Computer scientists cheated for the first time during the WACV 2021 conference, which took place online from January 5 to 9, 2021, to design systems that detect deep fakes – videos that manipulate imagery through artificial intelligence.
Researchers have shown that detectors can be defeated by inserting inputs called contrast samples into each video frame. The conflicting examples are slightly manipulated inputs that cause artificial intelligence systems such as machine learning models to make a mistake. In addition, the team showed that the attack still works after videos have been compressed.
“Our work shows that attacks on burglary detectors can be a real threat,” said Shehzeen Hussain, a UC San Diego computer engineering Ph.D. said. student and first co-author of the WACV paper. “More worryingly, we demonstrate that it is possible to make robust contradictions, even if an opponent may not be aware of the operation of the machine learning model used by the detector.”
In theft, the face of a subject is modified to create convincingly realistic footage of events that never really happened. Consequently, typical depth detectors focus on the face in videos: follow it first and then send the cut facial data to a neural network that determines if it is real or fake. Eye blinking, for example, is not well reproduced in reproduction, so detectors focus on eye movements as one way to make that determination. Modern Deepfake reporters rely on machine learning models to identify fake videos.
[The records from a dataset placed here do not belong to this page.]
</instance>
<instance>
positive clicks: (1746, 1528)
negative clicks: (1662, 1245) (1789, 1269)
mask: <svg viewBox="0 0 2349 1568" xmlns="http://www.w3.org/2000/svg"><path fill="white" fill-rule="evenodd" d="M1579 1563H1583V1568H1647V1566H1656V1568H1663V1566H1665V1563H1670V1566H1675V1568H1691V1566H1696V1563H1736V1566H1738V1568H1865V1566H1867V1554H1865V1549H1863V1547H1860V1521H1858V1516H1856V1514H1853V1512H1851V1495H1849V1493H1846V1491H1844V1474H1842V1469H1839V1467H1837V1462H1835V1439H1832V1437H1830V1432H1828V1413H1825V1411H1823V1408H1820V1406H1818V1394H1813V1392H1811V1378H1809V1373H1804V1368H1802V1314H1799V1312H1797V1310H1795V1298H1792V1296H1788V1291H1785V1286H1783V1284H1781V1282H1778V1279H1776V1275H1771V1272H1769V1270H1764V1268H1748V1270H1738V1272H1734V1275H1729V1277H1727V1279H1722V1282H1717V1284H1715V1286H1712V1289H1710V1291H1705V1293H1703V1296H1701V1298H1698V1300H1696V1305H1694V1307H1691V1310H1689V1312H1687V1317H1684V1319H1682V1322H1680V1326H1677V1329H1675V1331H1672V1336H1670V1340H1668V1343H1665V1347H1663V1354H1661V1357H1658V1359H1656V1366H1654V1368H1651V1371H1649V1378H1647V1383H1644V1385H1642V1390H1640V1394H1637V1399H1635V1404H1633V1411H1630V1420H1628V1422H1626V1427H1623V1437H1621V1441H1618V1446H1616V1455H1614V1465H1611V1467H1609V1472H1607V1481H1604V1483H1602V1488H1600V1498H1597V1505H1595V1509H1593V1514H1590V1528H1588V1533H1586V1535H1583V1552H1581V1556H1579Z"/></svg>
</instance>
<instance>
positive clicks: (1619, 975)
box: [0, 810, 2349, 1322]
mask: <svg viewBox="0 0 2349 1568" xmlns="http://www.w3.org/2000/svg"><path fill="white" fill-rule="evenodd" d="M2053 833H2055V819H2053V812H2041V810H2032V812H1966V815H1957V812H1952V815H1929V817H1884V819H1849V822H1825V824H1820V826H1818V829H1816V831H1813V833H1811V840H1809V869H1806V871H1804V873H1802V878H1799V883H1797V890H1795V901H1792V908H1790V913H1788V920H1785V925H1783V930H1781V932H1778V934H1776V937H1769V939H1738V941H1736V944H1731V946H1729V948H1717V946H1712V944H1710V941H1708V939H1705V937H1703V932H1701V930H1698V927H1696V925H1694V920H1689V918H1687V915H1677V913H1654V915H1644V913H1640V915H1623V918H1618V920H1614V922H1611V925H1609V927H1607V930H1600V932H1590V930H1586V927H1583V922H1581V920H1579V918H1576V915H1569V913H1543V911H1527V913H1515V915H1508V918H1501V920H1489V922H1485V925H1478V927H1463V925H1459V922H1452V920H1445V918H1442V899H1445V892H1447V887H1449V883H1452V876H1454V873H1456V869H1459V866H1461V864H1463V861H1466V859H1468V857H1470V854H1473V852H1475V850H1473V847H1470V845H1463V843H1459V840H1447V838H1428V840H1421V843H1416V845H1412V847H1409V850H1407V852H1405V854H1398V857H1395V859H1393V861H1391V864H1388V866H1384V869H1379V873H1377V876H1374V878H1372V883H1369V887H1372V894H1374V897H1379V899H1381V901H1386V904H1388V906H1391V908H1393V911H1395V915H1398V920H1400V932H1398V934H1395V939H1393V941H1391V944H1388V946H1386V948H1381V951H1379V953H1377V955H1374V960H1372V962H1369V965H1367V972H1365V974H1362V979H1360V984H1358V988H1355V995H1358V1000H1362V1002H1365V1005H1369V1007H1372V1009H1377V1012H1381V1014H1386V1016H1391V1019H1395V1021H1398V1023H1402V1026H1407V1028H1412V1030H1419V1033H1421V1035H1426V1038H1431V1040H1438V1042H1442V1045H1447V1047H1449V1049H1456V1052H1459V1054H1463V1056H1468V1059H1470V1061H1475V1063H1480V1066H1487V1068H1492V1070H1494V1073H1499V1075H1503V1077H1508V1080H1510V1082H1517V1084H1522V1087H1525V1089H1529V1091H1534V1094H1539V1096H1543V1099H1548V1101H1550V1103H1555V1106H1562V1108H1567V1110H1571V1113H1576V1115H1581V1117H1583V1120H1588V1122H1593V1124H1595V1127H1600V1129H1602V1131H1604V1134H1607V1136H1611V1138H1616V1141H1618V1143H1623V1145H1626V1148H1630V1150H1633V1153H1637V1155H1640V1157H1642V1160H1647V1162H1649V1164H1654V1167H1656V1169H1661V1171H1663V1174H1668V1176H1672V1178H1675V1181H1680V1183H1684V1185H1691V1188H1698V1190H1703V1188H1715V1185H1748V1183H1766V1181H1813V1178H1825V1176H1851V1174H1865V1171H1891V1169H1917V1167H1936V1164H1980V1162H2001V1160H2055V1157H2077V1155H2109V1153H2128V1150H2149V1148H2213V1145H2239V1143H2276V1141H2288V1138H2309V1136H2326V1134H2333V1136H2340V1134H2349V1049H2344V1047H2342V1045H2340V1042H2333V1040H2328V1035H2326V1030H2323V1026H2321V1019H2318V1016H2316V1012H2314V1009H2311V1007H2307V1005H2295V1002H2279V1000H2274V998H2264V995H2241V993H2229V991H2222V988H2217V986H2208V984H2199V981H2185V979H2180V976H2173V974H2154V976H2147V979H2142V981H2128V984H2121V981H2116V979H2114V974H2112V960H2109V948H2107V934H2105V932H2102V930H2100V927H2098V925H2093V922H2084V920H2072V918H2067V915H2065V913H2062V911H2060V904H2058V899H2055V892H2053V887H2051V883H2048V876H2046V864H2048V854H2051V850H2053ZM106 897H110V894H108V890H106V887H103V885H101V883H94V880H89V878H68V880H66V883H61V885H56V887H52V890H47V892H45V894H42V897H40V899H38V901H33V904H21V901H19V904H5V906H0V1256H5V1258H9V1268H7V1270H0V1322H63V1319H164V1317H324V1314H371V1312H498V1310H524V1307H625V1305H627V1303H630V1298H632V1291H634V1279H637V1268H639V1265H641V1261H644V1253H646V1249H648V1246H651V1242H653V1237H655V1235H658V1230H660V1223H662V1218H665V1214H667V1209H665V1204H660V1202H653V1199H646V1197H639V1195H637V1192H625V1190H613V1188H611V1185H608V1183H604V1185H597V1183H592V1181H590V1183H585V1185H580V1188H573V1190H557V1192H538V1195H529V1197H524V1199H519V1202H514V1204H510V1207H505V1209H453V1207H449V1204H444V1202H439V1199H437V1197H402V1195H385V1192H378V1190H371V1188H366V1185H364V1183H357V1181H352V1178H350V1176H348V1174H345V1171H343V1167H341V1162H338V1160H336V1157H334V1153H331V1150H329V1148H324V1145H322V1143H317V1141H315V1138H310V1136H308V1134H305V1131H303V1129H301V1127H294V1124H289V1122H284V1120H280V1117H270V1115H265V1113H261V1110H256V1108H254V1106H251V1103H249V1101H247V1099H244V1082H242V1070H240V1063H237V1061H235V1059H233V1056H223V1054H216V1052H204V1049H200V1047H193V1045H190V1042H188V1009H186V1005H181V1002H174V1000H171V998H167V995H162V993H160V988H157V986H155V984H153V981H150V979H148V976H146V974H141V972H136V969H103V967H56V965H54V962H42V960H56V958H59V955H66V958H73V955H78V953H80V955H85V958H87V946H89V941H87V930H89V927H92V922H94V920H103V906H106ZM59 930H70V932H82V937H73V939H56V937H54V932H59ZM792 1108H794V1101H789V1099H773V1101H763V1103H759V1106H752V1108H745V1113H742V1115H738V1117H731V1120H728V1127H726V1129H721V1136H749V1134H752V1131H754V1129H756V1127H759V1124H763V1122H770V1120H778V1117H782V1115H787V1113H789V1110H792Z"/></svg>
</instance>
XceptionNet, a deep false detector, describes a conflicting video created by the researchers. Credit: San Diego, University of California
The widespread distribution of fake videos through social media platforms has raised significant concerns worldwide, particularly hampering the credibility of digital media, the researchers said. “If the attackers have some knowledge of the detection system, they can design inputs to direct and bypass the detector’s blind spots,” said Paarth Neekhara, the paper’s first co-author, and a computer science student. of the UC San Diego said.
Researchers have created a conflicting example for each face in a video frame. Although standard operations such as compressing and resizing videos usually remove conflicting examples from an image, these examples are built to withstand these processes. The attack algorithm does this by estimating over a set of input transformations how the model judges images to be true or false. From there, it uses this estimate to transform images in such a way that the conflicting image remains effective even after compression and decompression.
The modified version of the face is then inserted into all the video frames. The process is then repeated for all frames in the video to create a deep-fake video. The attack can also be applied to detectors working on entire video frames, as opposed to just crops.
The team refused to release their code so that it would not be used by hostile parties.
High success rate
Researchers tested their attacks in two scenarios: one where the attackers had full access to the detector model, including the face extraction pipeline and the architecture and parameters of the classification model; and one where attackers can only query the machine learning model to find out the probability that a frame will be classified as genuine or false.
In the first scenario, the success rate of the attack is above 99 percent for uncompressed videos. For compressed videos, it was 84.96 percent. In the second scenario, the conversion rate was 86.43 percent for uncompressed and 78.33 percent for compressed videos. This is the first work that demonstrates successful attacks on the latest Deepfake detectors.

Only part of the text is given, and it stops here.